Blink-182 - NINE (Album Review)

Huw Baines 26 September 2019

Blink-182’s blend of juvenilia and earnest emoting has long been a high-wire act: one slip and the sense of balance is gone. But, given that they survived situating a song like Stay Together For The Kids at the heart of an album called ‘Take Off Your Pants and Jacket’, it’s one that they might boast to have mastered.

Still, the band’s latter-day work has regularly suggested otherwise. Post-2003, and the release of their hugely influential self-titled LP, they have struggled to maintain that equilibrium—to describe their uneven new album ‘NINE’ as one of their better efforts in that timeframe is something of a backhanded compliment.src=http://www.stereoboard.com/images/stories/2013/images/A-Z%20Main%20Artist%20Images/B/blink182_lj_250719.jpg

This is Blink’s second outing to feature Matt Skiba in tandem with Mark Hoppus, with founding guitarist Tom DeLonge’s absence still casting a sizeable shadow, and it is a marked improvement on the scattershot ‘California’. That it still lags a long way behind Skiba’s most recent effort with Alkaline Trio is a conversation for another time.

Here he finds more space in which to play off Hoppus, imparting some of his goth-punk intensity to Darkside’s monster chorus and the creeping verses of Heaven, which have plenty in common with his solo project as leader of the Sekrets. These contributions are a huge fillip, providing the back and forth that defined some of Blink’s finest moments.

Elsewhere, there are plenty of issues. The cod-rap of Run Away’s verses and the sub-Major Lazer electro-reggae element of Blame It On My Youth are notable lows, as is the painfully out of place 49 second rager Generational Divide. The latter song’s overbearing vocal treatment, in fact, exemplifies the gloss that prevents ‘NINE’ from landing too many heavy blows.

Blink’s music has been over-produced for an age, but here things are buffed to a sheen that detracts from some naked writing by Hoppus.
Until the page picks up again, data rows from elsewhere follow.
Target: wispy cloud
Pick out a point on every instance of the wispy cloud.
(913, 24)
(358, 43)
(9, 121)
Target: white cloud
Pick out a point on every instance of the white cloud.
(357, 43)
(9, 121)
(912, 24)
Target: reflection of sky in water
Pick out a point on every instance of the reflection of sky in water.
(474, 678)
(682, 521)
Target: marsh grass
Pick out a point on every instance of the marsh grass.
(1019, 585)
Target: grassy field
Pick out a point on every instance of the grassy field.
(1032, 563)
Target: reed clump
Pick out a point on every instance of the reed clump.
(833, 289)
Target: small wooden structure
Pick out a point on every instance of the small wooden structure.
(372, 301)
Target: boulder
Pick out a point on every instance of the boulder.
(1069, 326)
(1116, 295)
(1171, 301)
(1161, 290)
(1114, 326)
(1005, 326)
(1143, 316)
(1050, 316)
Discussing depression, self-image and the encroaching menace of world events, he pairs honest sentiments with plain English. “I wanna feel happy days, happy days,” he sings at one point, and it doesn’t come across as reductive. On I Really Wish I Hated You, he vividly describes the loss of a personal mooring: “I don't really like myself without you. Every song I sing is still about you. Save me from myself the way you used to.”

These days Blink-182 are perpetually caught between two poles and ‘NINE’ is a solid example of what they now represent, complete with constant reminders of what they’ve lost along the way. It’s intriguing, though, to find Hoppus utilising so successfully the band he formed in his youth as an outlet for who he is in 2019, and that will likely ensure that these songs find a home whatever their flaws.